#!/usr/bin/python3

# This script performs a backup of all user data:
# 1) System services are stopped while a copy of user data is made.
# 2) An incremental encrypted backup is made using duplicity into the
#    directory STORAGE_ROOT/backup/encrypted. The password used for
#    encryption is stored in backup/secret_key.txt.
# 3) The stopped services are restarted.
# 5) STORAGE_ROOT/backup/after-backup is executd if it exists.

import os, os.path, shutil, glob, re, datetime
import dateutil.parser, dateutil.relativedelta, dateutil.tz

from utils import exclusive_process, load_environment, shell, wait_for_service

# Destroy backups when the most recent increment in the chain
# that depends on it is this many days old.
keep_backups_for_days = 3

def backup_status(env):
	# What is the current status of backups?
	# Loop through all of the files in STORAGE_ROOT/backup/encrypted to
	# get a list of all of the backups taken and sum up file sizes to
	# see how large the storage is.

	now = datetime.datetime.now(dateutil.tz.tzlocal())
	def reldate(date, ref, clip):
		if ref < date: return clip
		rd = dateutil.relativedelta.relativedelta(ref, date)
		if rd.months > 1: return "%d months, %d days" % (rd.months, rd.days)
		if rd.months == 1: return "%d month, %d days" % (rd.months, rd.days)
		if rd.days >= 7: return "%d days" % rd.days
		if rd.days > 1: return "%d days, %d hours" % (rd.days, rd.hours)
		if rd.days == 1: return "%d day, %d hours" % (rd.days, rd.hours)
		return "%d hours, %d minutes" % (rd.hours, rd.minutes)

	backups = { }
	backup_root = os.path.join(env["STORAGE_ROOT"], 'backup')
	backup_dir = os.path.join(backup_root, 'encrypted')
	os.makedirs(backup_dir, exist_ok=True) # os.listdir fails if directory does not exist
	for fn in os.listdir(backup_dir):
		m = re.match(r"duplicity-(full|full-signatures|(inc|new-signatures)\.(?P<incbase>\d+T\d+Z)\.to)\.(?P<date>\d+T\d+Z)\.", fn)
		if not m: raise ValueError(fn)

		key = m.group("date")
		if key not in backups:
			date = dateutil.parser.parse(m.group("date"))
			backups[key] = {
				"date": m.group("date"),
				"date_str": date.strftime("%x %X"),
				"date_delta": reldate(date, now, "the future?"),
				"full": m.group("incbase") is None,
				"previous": m.group("incbase"),
				"size": 0,
			}

		backups[key]["size"] += os.path.getsize(os.path.join(backup_dir, fn))

	# Ensure the rows are sorted reverse chronologically.
	# This is relied on by should_force_full() and the next step.
	backups = sorted(backups.values(), key = lambda b : b["date"], reverse=True)

	# Get the average size of incremental backups and the size of the
	# most recent full backup.
	incremental_count = 0
	incremental_size = 0
	first_full_size = None
	for bak in backups:
		if bak["full"]:
			first_full_size = bak["size"]
			break
		incremental_count += 1
		incremental_size += bak["size"]

	# Predict how many more increments until the next full backup,
	# and add to that the time we hold onto backups, to predict
	# how long the most recent full backup+increments will be held
	# onto.
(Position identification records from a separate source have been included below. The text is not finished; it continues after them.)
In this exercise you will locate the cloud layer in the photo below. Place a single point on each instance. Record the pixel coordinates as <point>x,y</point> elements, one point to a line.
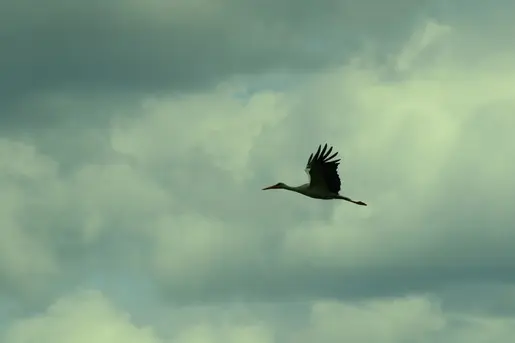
<point>134,151</point>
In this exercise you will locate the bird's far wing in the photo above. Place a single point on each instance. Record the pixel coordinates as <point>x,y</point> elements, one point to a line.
<point>323,170</point>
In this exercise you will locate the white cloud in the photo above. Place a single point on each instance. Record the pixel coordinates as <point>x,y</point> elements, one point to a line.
<point>80,318</point>
<point>87,316</point>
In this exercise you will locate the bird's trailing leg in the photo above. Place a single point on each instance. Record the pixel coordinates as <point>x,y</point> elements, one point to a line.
<point>353,201</point>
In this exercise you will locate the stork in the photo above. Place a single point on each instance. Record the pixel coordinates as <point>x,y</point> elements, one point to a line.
<point>324,180</point>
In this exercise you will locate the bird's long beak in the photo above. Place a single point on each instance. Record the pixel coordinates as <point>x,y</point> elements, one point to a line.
<point>269,187</point>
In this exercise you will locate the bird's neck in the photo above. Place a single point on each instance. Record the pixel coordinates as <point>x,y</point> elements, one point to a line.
<point>294,188</point>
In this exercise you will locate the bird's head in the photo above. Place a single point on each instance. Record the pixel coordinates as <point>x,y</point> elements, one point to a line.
<point>279,185</point>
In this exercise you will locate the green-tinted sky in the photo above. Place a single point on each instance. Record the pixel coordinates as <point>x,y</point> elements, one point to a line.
<point>135,138</point>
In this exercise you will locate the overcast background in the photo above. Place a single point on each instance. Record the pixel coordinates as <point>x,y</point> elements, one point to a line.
<point>136,136</point>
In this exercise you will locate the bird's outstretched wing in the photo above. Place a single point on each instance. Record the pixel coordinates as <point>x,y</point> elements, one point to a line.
<point>323,170</point>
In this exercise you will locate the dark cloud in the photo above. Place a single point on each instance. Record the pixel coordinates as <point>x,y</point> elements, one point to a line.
<point>150,47</point>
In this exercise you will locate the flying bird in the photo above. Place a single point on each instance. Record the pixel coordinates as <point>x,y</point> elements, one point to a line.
<point>324,180</point>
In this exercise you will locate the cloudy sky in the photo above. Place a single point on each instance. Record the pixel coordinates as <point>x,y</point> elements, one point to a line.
<point>136,136</point>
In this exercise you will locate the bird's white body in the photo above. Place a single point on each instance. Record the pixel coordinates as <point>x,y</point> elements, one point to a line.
<point>324,180</point>
<point>314,192</point>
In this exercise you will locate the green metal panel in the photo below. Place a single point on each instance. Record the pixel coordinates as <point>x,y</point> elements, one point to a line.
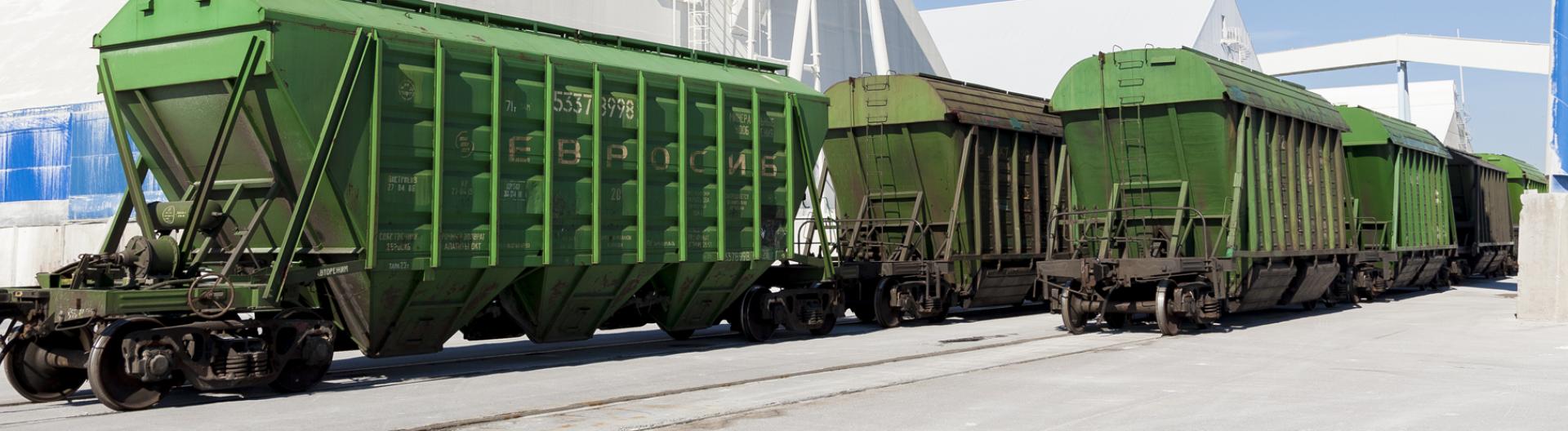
<point>1521,177</point>
<point>896,151</point>
<point>475,154</point>
<point>1191,78</point>
<point>1258,162</point>
<point>1399,175</point>
<point>1481,202</point>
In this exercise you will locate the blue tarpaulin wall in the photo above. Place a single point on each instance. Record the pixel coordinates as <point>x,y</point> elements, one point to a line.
<point>63,154</point>
<point>1556,149</point>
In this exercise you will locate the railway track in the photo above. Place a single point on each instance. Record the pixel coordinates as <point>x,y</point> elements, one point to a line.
<point>358,378</point>
<point>617,402</point>
<point>337,376</point>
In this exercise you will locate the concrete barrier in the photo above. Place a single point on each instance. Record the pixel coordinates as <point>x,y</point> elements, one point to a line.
<point>1544,257</point>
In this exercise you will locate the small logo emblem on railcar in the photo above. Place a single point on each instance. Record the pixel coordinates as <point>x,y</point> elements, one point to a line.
<point>407,90</point>
<point>465,144</point>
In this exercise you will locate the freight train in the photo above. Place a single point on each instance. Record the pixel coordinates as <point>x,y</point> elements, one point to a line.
<point>383,175</point>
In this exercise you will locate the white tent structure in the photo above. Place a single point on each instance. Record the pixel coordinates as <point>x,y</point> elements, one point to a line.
<point>1026,46</point>
<point>1433,105</point>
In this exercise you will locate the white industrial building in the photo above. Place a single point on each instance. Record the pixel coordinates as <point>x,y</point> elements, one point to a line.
<point>1026,46</point>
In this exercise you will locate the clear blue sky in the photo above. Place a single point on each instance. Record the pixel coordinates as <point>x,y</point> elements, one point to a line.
<point>1508,110</point>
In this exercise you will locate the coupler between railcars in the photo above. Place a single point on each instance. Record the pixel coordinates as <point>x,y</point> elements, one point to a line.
<point>893,292</point>
<point>1174,291</point>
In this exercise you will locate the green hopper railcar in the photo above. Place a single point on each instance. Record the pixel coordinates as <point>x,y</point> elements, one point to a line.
<point>1484,231</point>
<point>944,192</point>
<point>1201,189</point>
<point>1523,177</point>
<point>376,175</point>
<point>1399,176</point>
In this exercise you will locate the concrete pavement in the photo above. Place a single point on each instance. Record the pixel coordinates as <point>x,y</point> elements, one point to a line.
<point>1428,361</point>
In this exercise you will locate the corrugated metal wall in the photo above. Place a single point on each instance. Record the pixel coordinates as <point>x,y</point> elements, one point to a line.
<point>63,154</point>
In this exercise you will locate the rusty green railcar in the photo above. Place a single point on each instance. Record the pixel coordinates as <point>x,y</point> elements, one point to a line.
<point>944,192</point>
<point>1523,177</point>
<point>380,173</point>
<point>1484,229</point>
<point>1200,189</point>
<point>1399,176</point>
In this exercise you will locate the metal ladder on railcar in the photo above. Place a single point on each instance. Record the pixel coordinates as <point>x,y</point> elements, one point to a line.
<point>1134,185</point>
<point>882,189</point>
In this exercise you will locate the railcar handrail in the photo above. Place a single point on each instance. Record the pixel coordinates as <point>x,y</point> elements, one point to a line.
<point>1176,240</point>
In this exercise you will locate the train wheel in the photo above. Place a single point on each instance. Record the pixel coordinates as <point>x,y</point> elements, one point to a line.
<point>679,335</point>
<point>1116,320</point>
<point>1073,315</point>
<point>33,378</point>
<point>941,311</point>
<point>1162,311</point>
<point>756,323</point>
<point>882,304</point>
<point>828,322</point>
<point>303,373</point>
<point>862,311</point>
<point>109,375</point>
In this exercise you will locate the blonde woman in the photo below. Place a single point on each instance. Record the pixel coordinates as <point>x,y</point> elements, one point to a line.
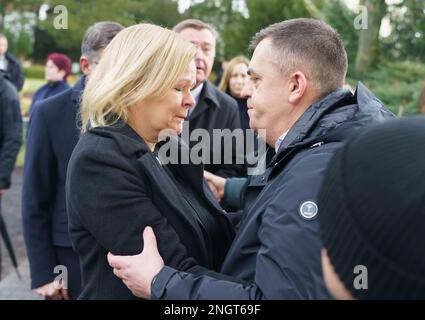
<point>116,186</point>
<point>234,77</point>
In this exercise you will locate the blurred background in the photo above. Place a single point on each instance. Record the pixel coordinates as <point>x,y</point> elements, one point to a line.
<point>388,55</point>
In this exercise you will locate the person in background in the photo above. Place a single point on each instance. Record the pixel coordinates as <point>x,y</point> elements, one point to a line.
<point>56,71</point>
<point>10,64</point>
<point>233,81</point>
<point>372,216</point>
<point>295,92</point>
<point>214,109</point>
<point>52,135</point>
<point>10,130</point>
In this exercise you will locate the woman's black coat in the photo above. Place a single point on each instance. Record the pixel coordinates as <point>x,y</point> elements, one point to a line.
<point>115,188</point>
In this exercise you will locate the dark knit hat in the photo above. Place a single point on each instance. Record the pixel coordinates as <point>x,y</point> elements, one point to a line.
<point>372,210</point>
<point>62,61</point>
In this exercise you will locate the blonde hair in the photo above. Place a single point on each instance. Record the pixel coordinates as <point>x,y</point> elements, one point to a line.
<point>142,61</point>
<point>227,74</point>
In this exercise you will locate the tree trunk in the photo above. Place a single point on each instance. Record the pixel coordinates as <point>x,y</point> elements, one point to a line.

Round up since the backup occurs on the night following
	# when the threshold is met.
	deleted_in = None
	if incremental_count > 0 and first_full_size is not None:
		deleted_in = "approx. %d days" % round(keep_backups_for_days + (.5 * first_full_size - incremental_size) / (incremental_size/incremental_count) + .5)

	# When will a backup be deleted?
	saw_full = False
	days_ago = now - datetime.timedelta(days=keep_backups_for_days)
	for bak in backups:
		if deleted_in:
			# Subsequent backups are deleted when the most recent increment
			# in the chain would be deleted.
			bak["deleted_in"] = deleted_in
		if bak["full"]:
			# Reset when we get to a full backup. A new chain start next.
			saw_full = True
			deleted_in = None
		elif saw_full and not deleted_in:
			# Mark deleted_in only on the first increment after a full backup.
			deleted_in = reldate(days_ago, dateutil.parser.parse(bak["date"]), "on next daily backup")
			bak["deleted_in"] = deleted_in

	return {
		"directory": backup_dir,
		"encpwfile": os.path.join(backup_root, 'secret_key.txt'),
		"tz": now.tzname(),
		"backups": backups,
	}

def should_force_full(env):
	# Force a full backup when the total size of the increments
	# since the last full backup is greater than half the size
	# of that full backup.
	inc_size = 0
	for bak in backup_status(env)["backups"]:
		if not bak["full"]:
			# Scan through the incremental backups cumulating
			# size...
			inc_size += bak["size"]
		else:
			# ...until we reach the most recent full backup.
			# Return if we should to a full backup.
			return inc_size > .5*bak["size"]
	else:
		# If we got here there are no (full) backups, so make one.
		# (I love for/else blocks. Here it's just to show off.)
		return True

def perform_backup(full_backup):
	env = load_environment()

	exclusive_process("backup")

	backup_root = os.path.join(env["STORAGE_ROOT"], 'backup')
	backup_cache_dir = os.path.join(backup_root, 'cache')
	backup_dir = os.path.join(backup_root, 'encrypted')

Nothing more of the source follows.